Страсть и притворство (Хейно) - страница 158

Бесчувственный паразит.

— Он думает, что помолвка обеспечит ему благосклонность моего отца, в то время как он сможет продолжать вести прежний образ жизни. Нет, слишком близко он подобрался к этому. Я должен действовать немедленно, пока он все не испортил. Прошу тебя, Маркленд, помоги мне осуществить задуманное.

— Ладно, хорошо. Вижу, ты уже настроился. Да, я встречусь с твоим человеком в порту, пока ты будешь обделывать свои темные делишки.

— Спасибо! Обещаю все тебе возместить.

— Да, хорошо, только обещай, что в будущем не будешь с пьяных глаз плакаться мне в жилетку и причитать, что глупо поступил, поддавшись импульсу, о чем придется сожалеть до конца дней.

— Этого не будет, уверяю вас, сэр.

— Ладно, поверю тебе. Похоже, тебя ничто не может разубедить, так что, наверное, и я смогу быть полезным.

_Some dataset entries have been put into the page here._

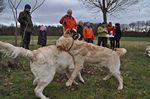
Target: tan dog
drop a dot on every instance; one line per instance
(44, 63)
(91, 54)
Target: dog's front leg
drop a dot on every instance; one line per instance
(73, 75)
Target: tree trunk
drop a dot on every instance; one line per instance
(104, 12)
(104, 17)
(16, 32)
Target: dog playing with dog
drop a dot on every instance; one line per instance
(147, 51)
(92, 54)
(44, 63)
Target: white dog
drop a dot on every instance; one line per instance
(89, 53)
(44, 62)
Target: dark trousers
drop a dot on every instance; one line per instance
(26, 40)
(89, 40)
(102, 41)
(117, 43)
(112, 42)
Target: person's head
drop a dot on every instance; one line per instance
(69, 12)
(88, 24)
(117, 25)
(27, 7)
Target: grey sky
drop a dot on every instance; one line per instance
(52, 10)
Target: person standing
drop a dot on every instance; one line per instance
(42, 38)
(80, 29)
(68, 21)
(26, 26)
(102, 35)
(88, 34)
(117, 35)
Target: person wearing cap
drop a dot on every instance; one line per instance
(26, 26)
(102, 35)
(88, 34)
(80, 29)
(68, 21)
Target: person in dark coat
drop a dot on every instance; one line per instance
(42, 38)
(117, 35)
(80, 29)
(26, 26)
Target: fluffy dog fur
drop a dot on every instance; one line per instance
(92, 54)
(147, 51)
(44, 63)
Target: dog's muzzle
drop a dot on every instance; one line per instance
(75, 35)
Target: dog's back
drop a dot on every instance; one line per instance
(12, 51)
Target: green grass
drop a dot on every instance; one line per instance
(135, 68)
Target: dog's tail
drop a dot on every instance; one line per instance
(12, 51)
(120, 51)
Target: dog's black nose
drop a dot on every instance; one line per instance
(75, 35)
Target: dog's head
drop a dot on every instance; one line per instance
(72, 33)
(64, 42)
(147, 51)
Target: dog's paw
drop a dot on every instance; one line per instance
(68, 83)
(104, 78)
(75, 83)
(82, 81)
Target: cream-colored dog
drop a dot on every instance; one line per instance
(147, 51)
(44, 63)
(91, 54)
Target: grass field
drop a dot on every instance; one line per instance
(135, 68)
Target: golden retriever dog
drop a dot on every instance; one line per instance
(44, 63)
(147, 51)
(92, 54)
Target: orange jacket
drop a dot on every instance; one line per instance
(68, 22)
(88, 33)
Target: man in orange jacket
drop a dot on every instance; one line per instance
(68, 21)
(88, 34)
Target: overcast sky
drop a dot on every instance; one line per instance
(52, 10)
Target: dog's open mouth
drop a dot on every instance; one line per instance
(60, 47)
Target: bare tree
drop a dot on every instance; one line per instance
(14, 4)
(2, 5)
(108, 6)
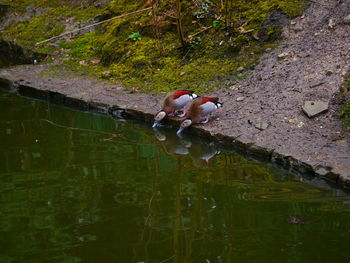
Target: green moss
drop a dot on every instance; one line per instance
(210, 59)
(345, 111)
(50, 23)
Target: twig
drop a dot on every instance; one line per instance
(203, 30)
(95, 24)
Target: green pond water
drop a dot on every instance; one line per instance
(80, 187)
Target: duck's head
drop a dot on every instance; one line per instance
(184, 124)
(158, 117)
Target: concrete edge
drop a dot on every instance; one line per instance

Но знаешь, кажется, я проголодался. Не помешало бы пообедать.

Феррел живо согласился, и, не упоминая больше о своем преступном замысле, мужчины двинулись дальше. Опасаясь быть замеченным, Гаррис остался за стеной, выжидая, когда они удалятся на приличное расстояние, чтобы продолжить слежку. Но к этому моменту они затерялись, смешавшись с уплотнившейся толпой. Потратив несколько минут в бесплодных поисках, Гаррис понял, что уже не найдет их, и тихо выругался.

Проклятие и дьявольщина! До сих пор он находил лишь фрагменты разрозненной мозаики, но не мог собрать ее полностью. Теперь все представлялось еще сложнее, чем он думал: Феррел собирался совершить какие-то преступные действия, которые подвергнут профессора Олдема опасности, и каким-то образом сумел убедить Маркленда согласиться ему помочь. Маркленд, должно быть, относился к нему, Гаррису, с еще большей враждебностью, чем Гаррису представлялось.

Гаррис позволил себе обругать его как следует. Чтоб ему пусто было! Мог ли Маркленд не понимать, что поставлено на карту? Разумеется, не мог. Он знал, как обстоят дела и какая опасность грозит Олдему. Очевидно, это его просто не волновало. Господи, если старик узнает о бездушии Маркленда, это разобьет ему сердце.

За долгие годы профессор Олдем, безусловно, привязался к Гаррису, но всем сердцем стремился установить более тесные отношения с Марклендом. Эгоистичный сообщник Феррела хотя и воспитывался дедом и взял фамилию этого возомнившего о себе патриарха, но он всегда останется тем, кем Гаррис не был. Маркленд был первым сыном профессора Олдема. Его законным сыном.

Несмотря на многолетнюю любовь и преданность Гарриса к ученому, несмотря на то, кем он стал для него, и их общую страсть к египтологии и презрение к Недли и ему подобным, Маркленд всегда будет для него стоять на первом месте. Олдем буквально боготворил благовоспитанного, педантичного Маркленда. Его бесчувственно редкие письма были для старика все равно что золото; одно лишь упоминание его имени вызывало у него приливы радости, а любое сообщение об успехах Маркленда возносило до небес. И сколько бы древних находок Гаррис ни раскопал, сколько бы записок Олдема ни опубликовал в научных изданиях, он навсегда останется для старика вторым. Маркленд был первым и всегда им будет.